Delírio
1 Capítulo Único
Notas iniciais
“Fiquei sabendo que você pegou um resfriado.” havia certa preocupação na voz de Akashi no outro lado da linha.
“Sim… Estou morrendo.” Kuroko respondeu, espirrando logo em seguida. “Perdão.”
“Talvez você esteja exagerando um pouco.” o ruivo resfolegou.
“Um pouco, talvez.” o garoto de cabelos azuis sorriu para si. “Desculpe, não poderei participar do treino hoje.” tossiu de leve.
“Sem problemas. Você deve focar na sua recuperação.”
“Obrigada pela compreensão, Akashi-kun.” desligou o telefone.
Tetsuya estava aliviado em saber que podia contar com a compreensão de seu capitão. Ele admirava como Akashi era responsável e agradável. Gostava muito de conversar com o garoto, que sempre tinha coisas interessantes a dizer.
Um discreto sorriso deu forma aos lábios de Kuroko ao mentalizar sua admiração pelo colega de time. Suspirando fundo, o azulado decidiu por descansar. Aliás, ele não gostaria de perder mais dias de treinos por conta de um resfriado que o indispunha.
Enrolou-se nas cobertas de sua cama e acomodou a cabeça no travesseiro macio.
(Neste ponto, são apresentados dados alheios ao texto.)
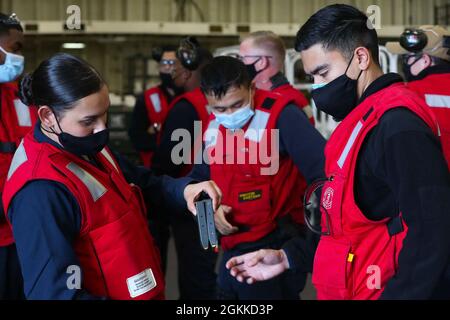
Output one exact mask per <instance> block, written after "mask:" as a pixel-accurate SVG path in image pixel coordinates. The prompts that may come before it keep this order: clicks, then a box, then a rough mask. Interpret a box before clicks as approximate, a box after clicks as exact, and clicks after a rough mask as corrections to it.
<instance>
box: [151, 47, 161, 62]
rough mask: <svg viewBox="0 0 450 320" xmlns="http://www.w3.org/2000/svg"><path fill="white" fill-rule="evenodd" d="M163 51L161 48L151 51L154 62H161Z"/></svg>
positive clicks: (153, 49)
mask: <svg viewBox="0 0 450 320" xmlns="http://www.w3.org/2000/svg"><path fill="white" fill-rule="evenodd" d="M163 53H164V52H163V49H162V48H161V47H155V48H153V49H152V59H153V60H155V61H156V62H158V63H159V62H161V59H162V56H163Z"/></svg>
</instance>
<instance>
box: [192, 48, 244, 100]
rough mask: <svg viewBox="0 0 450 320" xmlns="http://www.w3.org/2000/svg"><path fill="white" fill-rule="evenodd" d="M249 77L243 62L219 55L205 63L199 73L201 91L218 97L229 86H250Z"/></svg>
mask: <svg viewBox="0 0 450 320" xmlns="http://www.w3.org/2000/svg"><path fill="white" fill-rule="evenodd" d="M250 84H251V79H250V77H249V75H248V72H247V69H246V67H245V64H244V63H243V62H242V61H241V60H239V59H236V58H233V57H229V56H220V57H216V58H214V59H213V60H212V62H211V63H209V64H207V65H206V66H205V67H204V68H203V70H202V73H201V84H200V87H201V89H202V91H203V93H205V94H207V95H213V96H214V97H216V98H218V99H220V98H222V97H223V96H225V95H226V94H227V92H228V90H229V89H230V88H241V87H246V88H250Z"/></svg>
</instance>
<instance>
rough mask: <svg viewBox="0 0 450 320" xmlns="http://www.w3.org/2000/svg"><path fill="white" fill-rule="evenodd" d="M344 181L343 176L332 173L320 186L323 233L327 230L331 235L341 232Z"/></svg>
mask: <svg viewBox="0 0 450 320" xmlns="http://www.w3.org/2000/svg"><path fill="white" fill-rule="evenodd" d="M345 182H346V178H345V177H344V176H342V175H332V176H331V177H330V180H329V181H328V182H326V183H325V185H324V186H323V188H322V199H321V212H322V228H323V230H322V231H323V232H324V233H325V234H327V232H328V231H329V232H331V235H339V234H341V232H342V197H343V195H344V186H345ZM327 229H328V230H327Z"/></svg>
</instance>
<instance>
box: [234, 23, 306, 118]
mask: <svg viewBox="0 0 450 320" xmlns="http://www.w3.org/2000/svg"><path fill="white" fill-rule="evenodd" d="M239 57H240V59H241V60H242V61H243V62H244V63H245V65H246V66H247V70H248V73H249V75H250V78H252V79H253V81H254V82H255V85H256V88H258V89H262V90H267V91H272V92H276V93H279V94H281V95H283V96H286V95H289V97H291V98H292V99H293V100H294V102H295V104H296V105H297V106H299V107H300V108H301V109H302V110H303V112H305V114H306V116H307V117H308V119H309V121H310V122H311V124H312V125H314V117H313V114H312V109H311V106H310V105H309V102H308V100H307V99H306V98H305V96H304V95H303V93H301V92H300V91H299V90H297V89H295V88H294V87H293V86H292V85H291V84H290V83H289V81H288V80H287V79H286V77H285V76H284V74H283V70H284V61H285V59H286V47H285V45H284V42H283V39H281V37H279V36H278V35H276V34H275V33H273V32H272V31H256V32H253V33H250V34H249V35H248V36H246V37H245V38H243V39H242V40H241V44H240V46H239Z"/></svg>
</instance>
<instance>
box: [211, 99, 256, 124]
mask: <svg viewBox="0 0 450 320" xmlns="http://www.w3.org/2000/svg"><path fill="white" fill-rule="evenodd" d="M254 114H255V111H253V110H252V108H251V106H250V104H248V105H246V106H245V107H241V108H240V109H239V110H238V111H236V112H233V113H232V114H224V113H214V115H215V116H216V120H217V122H218V123H219V124H221V125H222V126H224V127H225V128H227V129H230V130H237V129H242V127H243V126H245V124H246V123H247V122H248V121H249V120H250V118H251V117H253V115H254Z"/></svg>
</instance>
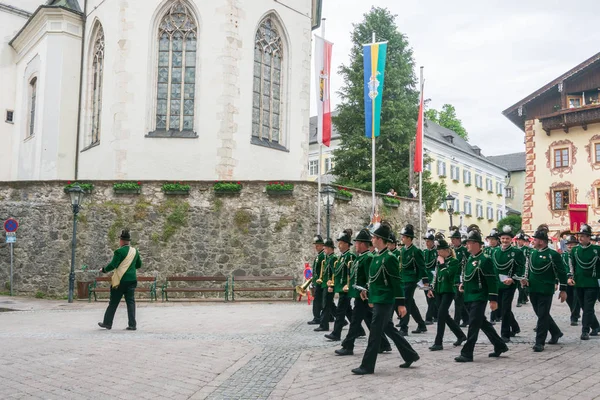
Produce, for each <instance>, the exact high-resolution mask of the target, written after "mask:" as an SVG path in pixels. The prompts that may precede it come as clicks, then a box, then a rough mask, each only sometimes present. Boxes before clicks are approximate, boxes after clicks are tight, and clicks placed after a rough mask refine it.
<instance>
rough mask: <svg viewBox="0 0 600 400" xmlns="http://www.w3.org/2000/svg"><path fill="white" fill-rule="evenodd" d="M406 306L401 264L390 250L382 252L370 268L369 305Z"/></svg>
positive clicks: (377, 257) (369, 279)
mask: <svg viewBox="0 0 600 400" xmlns="http://www.w3.org/2000/svg"><path fill="white" fill-rule="evenodd" d="M396 300H398V304H399V305H404V285H403V284H402V280H401V279H400V262H399V261H398V259H397V258H396V256H394V255H393V254H392V253H391V252H390V251H389V250H387V249H386V250H382V251H381V252H380V253H378V254H377V255H376V256H374V257H373V260H372V261H371V266H370V268H369V303H372V304H375V303H377V304H394V303H395V302H396Z"/></svg>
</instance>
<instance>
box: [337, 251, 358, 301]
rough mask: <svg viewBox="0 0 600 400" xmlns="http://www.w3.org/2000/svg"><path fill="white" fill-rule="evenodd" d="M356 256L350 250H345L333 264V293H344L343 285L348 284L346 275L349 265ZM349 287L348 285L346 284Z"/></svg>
mask: <svg viewBox="0 0 600 400" xmlns="http://www.w3.org/2000/svg"><path fill="white" fill-rule="evenodd" d="M355 258H356V256H355V255H354V253H352V252H351V251H350V250H348V251H346V252H345V253H344V254H342V255H341V256H340V257H339V258H338V262H337V264H336V265H335V270H334V271H333V272H334V275H335V276H334V289H333V291H334V292H335V293H346V292H344V290H343V289H344V286H346V285H348V276H349V272H350V267H351V266H352V264H353V262H354V259H355ZM348 287H350V285H348Z"/></svg>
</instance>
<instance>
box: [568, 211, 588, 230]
mask: <svg viewBox="0 0 600 400" xmlns="http://www.w3.org/2000/svg"><path fill="white" fill-rule="evenodd" d="M588 207H589V205H587V204H569V207H568V210H569V222H570V224H569V228H570V229H571V233H577V232H579V230H580V229H581V225H583V224H587V223H588V222H587V212H588Z"/></svg>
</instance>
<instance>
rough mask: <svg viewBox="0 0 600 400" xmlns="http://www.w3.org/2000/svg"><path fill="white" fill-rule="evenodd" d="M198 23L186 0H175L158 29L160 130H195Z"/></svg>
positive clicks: (170, 130) (158, 82)
mask: <svg viewBox="0 0 600 400" xmlns="http://www.w3.org/2000/svg"><path fill="white" fill-rule="evenodd" d="M196 44H197V26H196V22H195V19H194V16H193V14H192V11H191V10H190V8H189V7H188V6H187V5H186V4H185V2H184V1H183V0H177V1H174V2H173V4H172V5H171V6H170V7H169V9H168V10H167V12H166V14H165V15H164V17H163V18H162V20H161V22H160V25H159V28H158V87H157V100H156V130H157V131H174V132H182V131H192V130H193V129H194V93H195V83H196Z"/></svg>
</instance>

Fechou os olhos e tentou ignorar a dor de cabeça e o nariz irritado.
Ele não sabe por quanto tempo dormiu, talvez houvesse sido um curto cochilo, mas o leve bater à sua porta fora suficiente para despertá-lo. Kuroko piscou rapidamente, seus olhos ardiam um pouco. Levantou o tronco, apoiando-se com os cotovelos no colchão, sentindo uma leve tontura.
“Pode entrar.” permitiu.
A porta se abriu e Kuroko olhou surpreso para a pessoa à sua frente.
“Como está?” com um sorriso, Akashi perguntou, fechando a porta atrás de si logo em seguida e andando em direção à cama do colega.
“Akashi-kun?! O que faz aqui?”
“Mas que expressão incrédula a sua! Eu vim ver como estava.” disse simplesmente. “Posso?” apontou para o espaço vazio na beirada da cama. Kuroko assentiu e Akashi sentou-se ao seu lado.
“O-obrigada pela preocupação. Uma pena que não estou apresentável para receber visitas.” o azulado lamentou e trouxe as cobertas mais para cima, um leve rubor tomando conta de seu rosto. Não gostaria que fosse visto daquele jeito, doente, pelo amigo.
“Não me importo com isso. Afinal, somos amigos, não somos?” os orbes rubis do ruivo eram penetrantes, quase constrangedores. Kuroko não fora capaz de fitá-lo por muito tempo; logo desviou o olhar ao sentir seu rosto esquentar ainda mais.
“Sim… Mais uma vez agradeço sua preocupação. É muito gentil de sua parte, Akashi-kun. Mas temo que não seja algo muito inteligente a se fazer, já que você pode pegar meu resfriado.”
“Hm?”
“N-não quis dizer que você não é inteligente!” desconcertado, Kuroko tentou corrigir sua frase. “Você é uma das pessoas mais inteligentes que já conheci, sabe tantas coisas úteis e isso é bom. Não é uma pessoa desleixada, tem muitas qualidades. Ao contrário de mim, pois sei que já estou passando por uma tremenda vergonha. Eu sou um idiota, desculpe-me.” ao fim de seu falatório, o garoto já havia se escondido quase que completamente debaixo da coberta; apenas o topo de seus cabelos azulados estava visível.
O mais baixo gostaria de enterrar sua cabeça na terra se aquela fosse uma opção possível no momento; fazer papel de bobo na frente do amigo que tanto admirava era a última coisa que desejava. Seu embaraço apenas piorou quando ouviu a risada de Akashi. “Kuroko.” o ruivo o chamou e pousou uma mão nas madeixas azuis do outro, afagando-as. “Você se preocupa demais.” com delicadeza, puxou a coberta para baixo, revelando o rosto avermelhado do mais baixo. “Você não é idiota,” sorriu de canto. “E eu não me importo em pegar seu resfriado.”
Dito aquilo, o próximo feito de Akashi fez Kuroko questionar a sanidade do ruivo, que depositou um suave beijo em seus lábios cálidos.
“Bom, tenho que ir agora.” desejou o capitão da Teiko ao se levantar e seguir em direção à porta. Um sorriso brejeiro estampava sua face. “Melhoras.” e assim deixou o cômodo.
“A-Akashi-kun…?” Kuroko sussurrou para si, levando dois dedos aos lábios, tocando-os e imaginando se sua febre estava tão alta a ponto de proporcioná-lhe delírios.